I was reading some old Wal-Mart materials and was reminded that Sam Walton thought in terms of two different types of costs: visible costs and invisible costs. Visible costs were related to expenses that would directly impact consumers or they could see. For example, the cost of checkout staff is a visible cost, while invisible costs might be insurance or utility costs.
Sam, so it is told, always tasked executives to try to cut invisible costs over visible ones. This got me thinking about how costs are represented on P&L statements and how representing costs differently would affect how food marketers make decisions.
The first cost I think would be treated differently by marketers is opportunity costs. This is the cost associated with not doing something or, as the name implies, a missed opportunity. For example, if the decision was how much inventory to stock, the various costs associated with that inventory sitting in a warehouse would be shown on the P&L.
However, if in the process of holding down inventory costs you have an out-of-stock situation, the costs of the short-term and long-term lost sales are not reported. A short-term loss is just that missed sale. Long-term costs would be, for example, the continued cost of lost sales as the consumer buys a competitor’s product and decides the replacement is just as good as your out-of-stock brand.
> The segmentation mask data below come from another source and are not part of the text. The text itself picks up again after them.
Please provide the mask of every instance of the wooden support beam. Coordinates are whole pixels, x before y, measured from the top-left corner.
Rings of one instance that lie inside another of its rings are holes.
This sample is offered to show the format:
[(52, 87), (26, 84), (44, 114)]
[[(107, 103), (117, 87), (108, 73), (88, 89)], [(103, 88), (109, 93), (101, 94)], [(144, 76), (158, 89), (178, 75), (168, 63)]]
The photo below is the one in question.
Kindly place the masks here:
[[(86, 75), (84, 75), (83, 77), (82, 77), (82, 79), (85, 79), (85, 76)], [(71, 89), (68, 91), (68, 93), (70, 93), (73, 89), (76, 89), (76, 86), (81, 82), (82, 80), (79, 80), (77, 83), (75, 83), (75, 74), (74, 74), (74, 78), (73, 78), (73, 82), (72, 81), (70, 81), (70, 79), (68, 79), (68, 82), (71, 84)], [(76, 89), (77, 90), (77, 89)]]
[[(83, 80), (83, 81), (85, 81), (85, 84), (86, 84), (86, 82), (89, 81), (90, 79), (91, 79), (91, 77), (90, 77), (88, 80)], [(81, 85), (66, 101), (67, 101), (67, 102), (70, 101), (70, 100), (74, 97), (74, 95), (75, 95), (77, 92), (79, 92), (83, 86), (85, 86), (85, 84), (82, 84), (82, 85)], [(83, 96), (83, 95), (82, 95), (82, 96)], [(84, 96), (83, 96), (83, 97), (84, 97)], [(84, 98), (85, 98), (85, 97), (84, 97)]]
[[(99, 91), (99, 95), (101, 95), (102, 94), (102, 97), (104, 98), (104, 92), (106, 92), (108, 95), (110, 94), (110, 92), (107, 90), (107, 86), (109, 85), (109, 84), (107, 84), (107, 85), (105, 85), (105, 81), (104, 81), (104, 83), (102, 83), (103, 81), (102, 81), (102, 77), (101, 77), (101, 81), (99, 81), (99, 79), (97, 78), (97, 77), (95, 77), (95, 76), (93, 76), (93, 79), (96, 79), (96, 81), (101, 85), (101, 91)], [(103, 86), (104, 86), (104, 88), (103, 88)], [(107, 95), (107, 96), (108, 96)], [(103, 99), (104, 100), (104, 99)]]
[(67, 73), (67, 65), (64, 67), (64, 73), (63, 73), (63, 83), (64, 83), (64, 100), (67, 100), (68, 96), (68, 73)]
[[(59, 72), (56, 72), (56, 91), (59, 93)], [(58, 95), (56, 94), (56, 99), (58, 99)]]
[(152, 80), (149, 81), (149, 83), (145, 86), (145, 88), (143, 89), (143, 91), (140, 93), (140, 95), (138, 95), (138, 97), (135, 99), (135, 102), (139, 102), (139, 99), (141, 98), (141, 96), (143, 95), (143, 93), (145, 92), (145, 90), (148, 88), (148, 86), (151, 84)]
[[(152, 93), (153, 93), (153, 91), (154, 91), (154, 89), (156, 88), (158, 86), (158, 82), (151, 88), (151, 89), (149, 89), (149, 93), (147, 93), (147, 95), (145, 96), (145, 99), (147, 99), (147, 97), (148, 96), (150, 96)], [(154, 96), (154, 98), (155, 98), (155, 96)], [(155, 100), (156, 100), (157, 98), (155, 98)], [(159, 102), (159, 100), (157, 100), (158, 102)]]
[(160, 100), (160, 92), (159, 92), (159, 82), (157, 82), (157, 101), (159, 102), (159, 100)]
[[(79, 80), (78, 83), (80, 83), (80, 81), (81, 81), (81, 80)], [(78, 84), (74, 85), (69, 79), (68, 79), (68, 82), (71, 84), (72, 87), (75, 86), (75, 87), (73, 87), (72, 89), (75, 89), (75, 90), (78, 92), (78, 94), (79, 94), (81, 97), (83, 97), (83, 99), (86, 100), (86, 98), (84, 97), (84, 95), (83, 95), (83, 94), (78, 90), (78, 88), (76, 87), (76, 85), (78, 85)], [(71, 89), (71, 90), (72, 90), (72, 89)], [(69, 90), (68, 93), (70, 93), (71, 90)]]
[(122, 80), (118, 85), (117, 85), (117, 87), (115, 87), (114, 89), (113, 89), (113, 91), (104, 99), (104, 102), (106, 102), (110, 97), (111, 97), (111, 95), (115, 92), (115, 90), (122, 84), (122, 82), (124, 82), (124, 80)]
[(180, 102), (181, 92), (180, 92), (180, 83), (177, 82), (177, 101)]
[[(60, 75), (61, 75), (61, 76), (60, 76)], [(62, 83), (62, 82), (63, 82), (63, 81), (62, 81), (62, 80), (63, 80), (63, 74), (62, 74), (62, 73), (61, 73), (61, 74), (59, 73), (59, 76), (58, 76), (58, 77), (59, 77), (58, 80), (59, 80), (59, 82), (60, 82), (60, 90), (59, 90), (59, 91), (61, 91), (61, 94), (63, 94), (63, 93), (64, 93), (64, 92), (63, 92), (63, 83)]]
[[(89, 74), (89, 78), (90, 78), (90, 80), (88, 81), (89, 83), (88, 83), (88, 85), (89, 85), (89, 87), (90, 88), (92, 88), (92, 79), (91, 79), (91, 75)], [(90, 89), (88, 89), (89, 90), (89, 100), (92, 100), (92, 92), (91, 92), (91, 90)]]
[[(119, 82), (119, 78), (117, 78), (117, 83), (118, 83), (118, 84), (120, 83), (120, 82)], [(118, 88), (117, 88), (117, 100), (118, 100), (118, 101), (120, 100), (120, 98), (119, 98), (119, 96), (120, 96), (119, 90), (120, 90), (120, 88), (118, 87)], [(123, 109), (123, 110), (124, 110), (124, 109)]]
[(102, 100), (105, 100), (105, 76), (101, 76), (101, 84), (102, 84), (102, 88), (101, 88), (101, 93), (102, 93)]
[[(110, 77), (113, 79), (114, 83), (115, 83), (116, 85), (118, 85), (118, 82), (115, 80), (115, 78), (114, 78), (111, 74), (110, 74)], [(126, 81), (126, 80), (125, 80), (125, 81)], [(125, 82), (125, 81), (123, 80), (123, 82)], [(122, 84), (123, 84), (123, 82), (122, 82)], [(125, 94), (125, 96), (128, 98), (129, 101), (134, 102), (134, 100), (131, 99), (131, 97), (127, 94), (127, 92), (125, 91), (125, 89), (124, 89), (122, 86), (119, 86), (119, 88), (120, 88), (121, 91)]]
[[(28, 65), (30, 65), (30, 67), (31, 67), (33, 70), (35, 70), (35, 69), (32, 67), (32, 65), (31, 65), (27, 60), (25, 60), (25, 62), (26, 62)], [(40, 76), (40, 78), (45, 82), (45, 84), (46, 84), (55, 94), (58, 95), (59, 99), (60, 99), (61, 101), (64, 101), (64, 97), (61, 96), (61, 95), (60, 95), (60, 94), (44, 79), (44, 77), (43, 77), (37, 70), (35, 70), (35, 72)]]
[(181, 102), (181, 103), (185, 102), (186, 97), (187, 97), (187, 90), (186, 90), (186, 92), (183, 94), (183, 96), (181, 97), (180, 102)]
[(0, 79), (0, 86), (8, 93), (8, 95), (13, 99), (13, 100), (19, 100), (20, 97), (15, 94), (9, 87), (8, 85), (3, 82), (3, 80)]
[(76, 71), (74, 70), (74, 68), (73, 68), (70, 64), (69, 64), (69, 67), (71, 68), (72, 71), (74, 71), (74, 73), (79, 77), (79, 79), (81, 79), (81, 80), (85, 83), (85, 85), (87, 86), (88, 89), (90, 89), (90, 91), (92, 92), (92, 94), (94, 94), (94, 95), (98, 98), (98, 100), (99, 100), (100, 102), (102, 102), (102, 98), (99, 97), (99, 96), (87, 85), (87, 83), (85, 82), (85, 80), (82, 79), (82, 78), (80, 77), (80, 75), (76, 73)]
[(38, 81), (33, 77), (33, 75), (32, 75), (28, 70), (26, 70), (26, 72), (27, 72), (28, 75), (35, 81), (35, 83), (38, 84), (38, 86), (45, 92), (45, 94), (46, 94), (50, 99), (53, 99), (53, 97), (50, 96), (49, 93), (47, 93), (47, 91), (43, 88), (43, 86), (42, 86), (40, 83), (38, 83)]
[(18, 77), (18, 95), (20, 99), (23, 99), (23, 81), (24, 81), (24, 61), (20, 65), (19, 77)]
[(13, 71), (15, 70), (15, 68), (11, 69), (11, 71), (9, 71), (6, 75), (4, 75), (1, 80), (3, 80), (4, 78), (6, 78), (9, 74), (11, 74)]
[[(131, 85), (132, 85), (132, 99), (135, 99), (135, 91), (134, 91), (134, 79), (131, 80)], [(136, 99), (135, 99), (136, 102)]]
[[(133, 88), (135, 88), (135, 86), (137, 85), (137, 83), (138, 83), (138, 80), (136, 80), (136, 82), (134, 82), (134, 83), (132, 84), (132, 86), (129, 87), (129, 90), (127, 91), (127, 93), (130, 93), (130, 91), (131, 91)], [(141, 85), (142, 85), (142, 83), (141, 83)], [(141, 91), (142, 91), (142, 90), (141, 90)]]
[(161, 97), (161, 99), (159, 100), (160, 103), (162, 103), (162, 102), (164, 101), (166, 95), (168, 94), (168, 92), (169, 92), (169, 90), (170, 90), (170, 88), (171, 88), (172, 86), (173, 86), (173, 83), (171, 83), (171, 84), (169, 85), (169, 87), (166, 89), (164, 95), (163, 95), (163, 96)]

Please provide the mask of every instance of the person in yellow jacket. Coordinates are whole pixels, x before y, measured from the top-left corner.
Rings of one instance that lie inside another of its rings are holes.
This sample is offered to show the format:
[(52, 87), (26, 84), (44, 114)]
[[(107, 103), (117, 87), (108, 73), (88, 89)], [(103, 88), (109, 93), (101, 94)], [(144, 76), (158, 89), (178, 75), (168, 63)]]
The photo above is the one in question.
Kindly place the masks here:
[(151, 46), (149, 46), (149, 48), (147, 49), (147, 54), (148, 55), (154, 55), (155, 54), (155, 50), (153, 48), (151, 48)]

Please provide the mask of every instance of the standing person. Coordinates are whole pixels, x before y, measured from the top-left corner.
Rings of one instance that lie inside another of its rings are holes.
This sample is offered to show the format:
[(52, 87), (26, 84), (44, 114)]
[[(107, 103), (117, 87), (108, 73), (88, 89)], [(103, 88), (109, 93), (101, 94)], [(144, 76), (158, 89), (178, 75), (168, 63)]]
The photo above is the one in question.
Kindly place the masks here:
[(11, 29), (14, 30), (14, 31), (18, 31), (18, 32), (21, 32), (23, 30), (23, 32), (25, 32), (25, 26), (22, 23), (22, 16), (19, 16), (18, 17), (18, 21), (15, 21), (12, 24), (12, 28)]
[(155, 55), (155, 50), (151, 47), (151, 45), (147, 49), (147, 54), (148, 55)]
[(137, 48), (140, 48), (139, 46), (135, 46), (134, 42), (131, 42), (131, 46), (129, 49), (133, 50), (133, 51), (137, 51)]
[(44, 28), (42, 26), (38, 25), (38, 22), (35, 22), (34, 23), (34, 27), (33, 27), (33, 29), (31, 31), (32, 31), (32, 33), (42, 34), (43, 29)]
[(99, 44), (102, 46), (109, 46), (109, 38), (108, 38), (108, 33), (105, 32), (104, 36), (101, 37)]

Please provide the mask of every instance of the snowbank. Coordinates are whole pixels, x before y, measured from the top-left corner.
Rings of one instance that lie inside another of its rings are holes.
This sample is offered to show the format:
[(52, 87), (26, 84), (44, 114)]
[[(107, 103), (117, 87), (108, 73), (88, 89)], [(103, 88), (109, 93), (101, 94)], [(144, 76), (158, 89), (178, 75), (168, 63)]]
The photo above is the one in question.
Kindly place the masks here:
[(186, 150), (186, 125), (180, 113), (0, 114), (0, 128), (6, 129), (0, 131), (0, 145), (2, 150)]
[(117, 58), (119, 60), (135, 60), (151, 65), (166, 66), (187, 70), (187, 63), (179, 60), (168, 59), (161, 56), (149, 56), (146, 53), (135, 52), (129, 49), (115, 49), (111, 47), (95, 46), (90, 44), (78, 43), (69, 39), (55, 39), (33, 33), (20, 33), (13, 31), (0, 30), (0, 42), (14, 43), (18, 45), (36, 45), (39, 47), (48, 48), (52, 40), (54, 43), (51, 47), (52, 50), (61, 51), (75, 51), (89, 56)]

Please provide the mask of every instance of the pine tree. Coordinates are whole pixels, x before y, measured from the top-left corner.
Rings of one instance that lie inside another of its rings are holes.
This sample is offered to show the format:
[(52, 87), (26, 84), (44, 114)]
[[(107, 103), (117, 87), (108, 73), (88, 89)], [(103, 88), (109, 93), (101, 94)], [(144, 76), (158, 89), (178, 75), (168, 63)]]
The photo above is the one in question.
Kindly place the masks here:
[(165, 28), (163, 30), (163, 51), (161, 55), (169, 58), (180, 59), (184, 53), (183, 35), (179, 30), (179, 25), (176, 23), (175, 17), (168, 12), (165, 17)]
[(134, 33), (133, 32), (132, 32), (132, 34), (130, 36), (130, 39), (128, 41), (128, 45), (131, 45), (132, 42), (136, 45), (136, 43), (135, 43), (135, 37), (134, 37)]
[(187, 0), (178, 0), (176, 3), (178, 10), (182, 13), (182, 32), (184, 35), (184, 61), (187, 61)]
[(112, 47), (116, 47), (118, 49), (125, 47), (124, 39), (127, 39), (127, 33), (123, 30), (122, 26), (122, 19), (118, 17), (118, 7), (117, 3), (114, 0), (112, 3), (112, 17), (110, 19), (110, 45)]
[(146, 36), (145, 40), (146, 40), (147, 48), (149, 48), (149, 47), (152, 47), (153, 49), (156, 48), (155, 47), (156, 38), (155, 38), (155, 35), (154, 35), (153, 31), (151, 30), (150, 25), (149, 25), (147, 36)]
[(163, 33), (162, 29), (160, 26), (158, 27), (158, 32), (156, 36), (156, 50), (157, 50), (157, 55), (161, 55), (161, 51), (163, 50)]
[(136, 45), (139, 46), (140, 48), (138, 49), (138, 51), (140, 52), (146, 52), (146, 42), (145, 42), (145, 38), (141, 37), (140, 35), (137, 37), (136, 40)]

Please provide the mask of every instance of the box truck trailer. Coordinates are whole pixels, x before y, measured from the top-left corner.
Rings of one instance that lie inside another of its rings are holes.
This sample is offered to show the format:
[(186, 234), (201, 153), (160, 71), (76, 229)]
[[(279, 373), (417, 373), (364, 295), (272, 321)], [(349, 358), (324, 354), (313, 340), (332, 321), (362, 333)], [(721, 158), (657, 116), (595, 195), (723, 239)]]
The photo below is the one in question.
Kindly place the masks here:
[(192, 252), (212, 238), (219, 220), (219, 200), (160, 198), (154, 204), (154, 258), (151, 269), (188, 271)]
My guess is that if these expenses were reported, we would have many fewer out-of-stocks.
However, these may be “small potatoes” (if you consider billions of dollars to be small potatoes) compared to the opportunity costs of failing to introduce new products.
When one has to make decisions about new products, one often only considers the out-of-pocket costs. Everyone knows it is important to consider alternatives but what if those costs appeared on the P&L? Would we be quicker to move ahead?
I worked with a company back in the 1970s that was ahead of the “healthy foods” craze. The company researchers identified the “health” segment as a potential for foods that could make a healthy promise. The new products team pleaded with top management to try to go ahead and create this new category. Top management didn’t believe that people would buy food for reasons of health so they didn’t go ahead with the project. They thought there was too much potential (out-of-pocket) losses.
A few years later “Healthy Choice” hit the market. No one was ever held accountable for missing a very lucrative opportunity.
Without getting too statistical, we can control costs of the two types of errors: the visible and invisible. We call them alpha or type I errors and beta or type II errors. An example of a type I error is when you introduce a new product and you should not have. If this mistake is made, it is a very visible type of mistake because it would be going ahead with a new product when it actually will fail. All the costs of creating and launching a new product are visible and recorded.
The other type of error is called type II or beta error. An example of a type II error is when you do not introduce a new product when you should have. Thus, you did not have visible costs (since you decided NOT to introduce the new product) but you have all of the opportunity losses associated with this decision.
Now here’s the kicker: You can’t really protect against both types of errors using the same research data. That is, when you statistically protect against a visible error, you increase the chances of having an opportunity loss and vice versa.
The accountants have created systems that reflect the costs of obvious or visible mistakes, and they reward executives for failing to take risks. Many food companies may be losing more every year on what they don’t do rather than what they actually do. Every great general or sports coach has thrown caution to the wind and gone for the gold on occasion. Being a great food company takes more than playing it safe all the time.
Why do accountants claim they can’t record opportunity cost? They tell me these costs are hypothetical and not real. This is a lame excuse. We set rates of depreciation on equipment and there is no evidence that the equipment is declining at the rate the accountants estimate. That’s hypothetical.
It is my opinion that when contemplating big investments that require some sort of financial commitment, a company should set up two teams. One looks at visible costs -- making a mistake by acting; and another team (or person) that looks at the costs of not acting when you should have. It’s almost like a court hearing where both sides make their cases. This system will increase the chances that the best decisions are made and gives a hearing to all the arguments.